Most recently, Akshay Bhatia won the 2024 Valero Texas Open using a broomstick-style Odyssey Jailbird 380 putter and Webb Simpson is switching into a replica of that putter at the 2024 Wells Fargo Championship.

Now, Fowler, who essentially started the whole Jailbird craze, is making a significant change to his putter setup.

Fowler, who has had a couple weeks off since the 2024 RBC Heritage, started experimenting with a new, custom-orange Jailbird 380 head that’s equipped with a standard 35-inch putter build, rather than his previous 38-inch counter-balanced setup.

According to Fowler, while he still likes the look and forgiveness of his Jailbird putter head, he’s looking to re-incorporate more feel into his hands during the putting stroke.
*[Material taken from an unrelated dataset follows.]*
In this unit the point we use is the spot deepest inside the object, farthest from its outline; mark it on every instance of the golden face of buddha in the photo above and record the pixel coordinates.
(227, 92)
He told GolfWRX.com on Tuesday at the Wells Fargo Championship that the 38-inch counterbalanced setup “served its purpose” by helping him to neutralize his hands during the stroke, but now it’s time to try the standard-length putter with a standard-size SuperStroke Pistol Tour grip to help with his feel and speed control.

Although Fowler was also spotted testing standard-length mallets from L.A.B. Golf and Axis1 on Tuesday, he confirmed that the custom Odyssey Jailbird 380 is the putter he’ll use this week at the 2024 Wells Fargo Championship.